An industry landscape in which component supply and demand were in lockstep feels like a lifetime ago. The global chip shortage, which took hold as the world slipped into lockdowns at the height of COVID-19 had a serious impact on the supply of goods in all kinds of sectors – from entertainment to automotive.
But as this tide started to recede, another was rising in the form of AI. Generative AI is all the rage and various industries are desperate to get in on the action, but running large language models (LLMs) requires a monumental amount of computing power. These come in the form of GPUs, with Nvidia being the current industry leader. ChatGPT, for example, was powered with Nvidia A100 chips when it launched, and the firm has since doubled down with the launch of the H100 and H200 chips, as part of a roadmap of annual releases.

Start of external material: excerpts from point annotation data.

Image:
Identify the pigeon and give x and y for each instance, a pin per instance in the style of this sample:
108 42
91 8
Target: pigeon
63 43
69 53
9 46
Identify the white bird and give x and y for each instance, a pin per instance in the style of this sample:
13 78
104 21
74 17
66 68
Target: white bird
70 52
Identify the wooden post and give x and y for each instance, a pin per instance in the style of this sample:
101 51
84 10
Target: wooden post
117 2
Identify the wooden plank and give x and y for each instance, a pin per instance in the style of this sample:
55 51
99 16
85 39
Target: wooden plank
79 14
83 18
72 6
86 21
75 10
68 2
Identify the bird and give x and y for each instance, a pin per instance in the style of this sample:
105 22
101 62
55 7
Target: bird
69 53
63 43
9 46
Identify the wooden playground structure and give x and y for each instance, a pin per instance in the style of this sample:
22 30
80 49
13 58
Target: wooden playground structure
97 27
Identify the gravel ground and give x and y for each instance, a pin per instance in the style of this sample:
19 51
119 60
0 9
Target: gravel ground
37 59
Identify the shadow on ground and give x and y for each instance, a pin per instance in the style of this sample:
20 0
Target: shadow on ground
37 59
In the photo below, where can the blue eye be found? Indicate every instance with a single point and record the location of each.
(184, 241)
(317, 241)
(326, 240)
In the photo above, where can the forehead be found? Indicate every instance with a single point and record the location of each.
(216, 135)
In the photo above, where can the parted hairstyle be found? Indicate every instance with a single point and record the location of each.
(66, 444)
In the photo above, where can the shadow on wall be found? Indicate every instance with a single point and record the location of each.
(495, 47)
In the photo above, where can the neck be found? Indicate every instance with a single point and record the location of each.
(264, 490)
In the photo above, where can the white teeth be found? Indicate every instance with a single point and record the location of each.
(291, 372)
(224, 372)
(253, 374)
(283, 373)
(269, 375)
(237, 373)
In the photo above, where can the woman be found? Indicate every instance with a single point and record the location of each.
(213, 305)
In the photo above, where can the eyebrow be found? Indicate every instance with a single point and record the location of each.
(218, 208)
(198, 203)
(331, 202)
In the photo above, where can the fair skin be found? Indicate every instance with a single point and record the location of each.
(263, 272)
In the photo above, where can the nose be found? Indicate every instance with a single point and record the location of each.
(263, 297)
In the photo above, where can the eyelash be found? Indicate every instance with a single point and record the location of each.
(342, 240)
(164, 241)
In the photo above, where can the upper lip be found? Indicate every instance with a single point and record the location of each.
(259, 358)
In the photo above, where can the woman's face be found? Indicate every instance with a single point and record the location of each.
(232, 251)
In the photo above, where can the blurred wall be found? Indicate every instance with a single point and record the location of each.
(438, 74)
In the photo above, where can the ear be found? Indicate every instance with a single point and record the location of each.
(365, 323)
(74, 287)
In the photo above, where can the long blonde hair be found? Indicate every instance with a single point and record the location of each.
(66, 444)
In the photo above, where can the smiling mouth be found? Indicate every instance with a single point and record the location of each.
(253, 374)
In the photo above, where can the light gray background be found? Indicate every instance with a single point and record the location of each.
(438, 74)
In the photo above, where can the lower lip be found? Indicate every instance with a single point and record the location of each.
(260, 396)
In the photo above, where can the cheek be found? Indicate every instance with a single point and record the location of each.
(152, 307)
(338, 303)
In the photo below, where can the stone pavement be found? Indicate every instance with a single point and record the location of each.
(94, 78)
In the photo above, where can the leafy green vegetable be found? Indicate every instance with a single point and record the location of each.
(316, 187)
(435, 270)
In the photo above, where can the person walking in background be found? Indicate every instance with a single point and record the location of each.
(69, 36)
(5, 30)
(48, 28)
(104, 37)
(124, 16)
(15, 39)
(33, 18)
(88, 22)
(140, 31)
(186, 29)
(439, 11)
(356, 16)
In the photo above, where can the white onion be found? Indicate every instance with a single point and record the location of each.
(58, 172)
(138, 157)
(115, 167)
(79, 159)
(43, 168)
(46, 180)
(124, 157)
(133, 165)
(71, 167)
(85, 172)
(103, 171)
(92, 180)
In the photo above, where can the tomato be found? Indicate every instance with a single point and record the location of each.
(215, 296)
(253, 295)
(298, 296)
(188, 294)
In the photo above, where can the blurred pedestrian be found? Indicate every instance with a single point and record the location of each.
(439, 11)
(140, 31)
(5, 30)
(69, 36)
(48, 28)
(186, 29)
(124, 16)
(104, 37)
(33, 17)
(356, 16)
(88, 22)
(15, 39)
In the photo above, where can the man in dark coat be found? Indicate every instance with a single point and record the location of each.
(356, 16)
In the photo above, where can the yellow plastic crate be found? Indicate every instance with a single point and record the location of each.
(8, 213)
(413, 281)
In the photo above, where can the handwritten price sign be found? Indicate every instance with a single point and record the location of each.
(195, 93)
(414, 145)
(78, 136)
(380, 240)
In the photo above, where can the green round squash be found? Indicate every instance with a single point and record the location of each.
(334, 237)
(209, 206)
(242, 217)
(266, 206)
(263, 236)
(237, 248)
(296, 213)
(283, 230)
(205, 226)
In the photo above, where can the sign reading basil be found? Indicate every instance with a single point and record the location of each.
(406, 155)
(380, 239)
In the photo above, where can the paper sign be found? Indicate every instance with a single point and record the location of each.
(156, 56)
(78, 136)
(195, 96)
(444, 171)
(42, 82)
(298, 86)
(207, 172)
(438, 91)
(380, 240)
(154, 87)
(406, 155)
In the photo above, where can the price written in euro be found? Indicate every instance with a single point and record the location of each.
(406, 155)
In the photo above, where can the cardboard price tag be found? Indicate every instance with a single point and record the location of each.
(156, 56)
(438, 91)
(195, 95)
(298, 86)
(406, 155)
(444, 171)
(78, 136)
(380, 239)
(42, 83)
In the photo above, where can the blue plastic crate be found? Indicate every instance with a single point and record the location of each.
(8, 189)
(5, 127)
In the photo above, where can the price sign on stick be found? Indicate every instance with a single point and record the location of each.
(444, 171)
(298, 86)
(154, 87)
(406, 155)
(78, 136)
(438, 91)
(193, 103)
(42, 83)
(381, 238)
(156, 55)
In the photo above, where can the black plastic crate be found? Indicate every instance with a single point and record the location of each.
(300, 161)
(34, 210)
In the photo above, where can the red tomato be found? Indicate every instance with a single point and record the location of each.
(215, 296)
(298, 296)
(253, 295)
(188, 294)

Unprecedented demand has given way to a shortage in GPUs, however, meaning businesses clamoring for the hardware to run AI workloads are stuck in a void – waiting for supply to become available. But what if those businesses were to, instead, consider using the best CPUs instead? They're more than just a viable alternative, according to Alex Babin, CEO of Zero Systems. In conversation with TechRadar Pro, he outlines exactly what your business needs to look out for when selecting CPUs for AI training and inference, and why they might make a reasonable stopgap until costly and in-demand GPUs become a little more accessible again.
Alex, you posit that the CPU can be used as a substitute for GPU when it comes to AI training and inference. Can you develop your thoughts and explain how you came to this conclusion?
Depending on business needs and application requirements, CPUs can perform inference with specific LLMs, such as llama.cpp libraries, which decrease the resolution of numeric weights to simplify LLMs. The training portion of the AI development with LLM typically requires GPUs, but there are composite implementations of end-to-end solutions that have models that are trained on CPU. For instance, prediction engines are algorithmic and not driven by transformer architecture.
When deploying very large models, the ideal situation is to fit the model on a single GPU. This is the best option with respect to performance as it eliminates the overhead of communication between GPU devices. For some models, it is simply impossible to fit them on a single GPU due to model size. For other models, they may fit on a single GPU, but it may be more cost-effective to partition the model across multiple cheaper GPUs.
Given that some business use cases are not dependent on real-time inference, several CPUs can be deployed to process the data overnight or during weekends and continue with downstream processing during regular business hours.
What sort of CPU are we talking about? x86, Arm, Risc-V? High core counts? Pure CPU vs APU/CPU + FPGA?
For inference, x86 CPUs with high core counts (+90), such as Intel Xeon with Gaudi accelerators. For other CPU types to become as pervasive as x86 it will take some time. Intel has the know-how and the engineering strength to articulate and execute a robust strategy in order to maintain its market position. Having said that, the ARM and RISC-V architectures are quick to adapt to new market needs, but these architectures may not have (yet) the full developer support needed for large-scale adoption. Libraries and configurations as well as management tools need to be developed, adapted, and rolled out together with specifications for taking advantage of the flexibility of ARM and RISC-V. For other CPU types to become as pervasive as x86 it will take some time. Intel has the know-how and the engineering strength to articulate and execute a robust strategy to maintain its market position. Having said that, the ARM and RISC-V architectures are quick to adapt to new market needs, but these architectures may not have (yet) the full developer support needed for large-scale adoption. Libraries and configurations as well as management tools need to be developed, adapted, and rolled out together with specifications for taking advantage of the flexibility of ARM and RISC-V.
You told me that CPUs have the potential to become much more competitive in the AI training segment with extremely large data volumes. How come?
There are several drivers for this. First, specialized models require fewer parameters than typical LLMs and this decreases the pressure on GPU compute type. Second, new approaches are being developed to enable training with simplified LLMs, such as Llama-2. Third, CPU providers are laser-focused on providing alternatives to GPUs with accelerators as well as memory and networking. Fourth, new chip types on Arm are taking some of the pressure off from GPUs, such as Trainium from AWS.
While it is true that the GPU is at the heart of the GAI revolution we've experienced over the past year or so, there are a number of serious challengers (e.g. D-Matrix, Cerebras). Will the CPU with its legacy architecture still have a chance against them?
Given the high market demand for compute training needs, the competitive landscape evolves rapidly, and new players are bringing platforms and frameworks into the fold. However, many of the new players do not have the developer community enabled and this will delay adoption. Meanwhile, existing providers, such as AMD have already come with a new GPU platform that looks promising (MI300).
What can the current crop of CPUs do to compete better with GPUs at inference and training?
They need to focus on end-to-end developer experience within the existing compute footprint. Existing providers need to engage with the ML community and have platforms that work within the existing GPU environment. They also need to come up with specific guidelines when CPU performance relative to cost is advantageous compared to GPUs.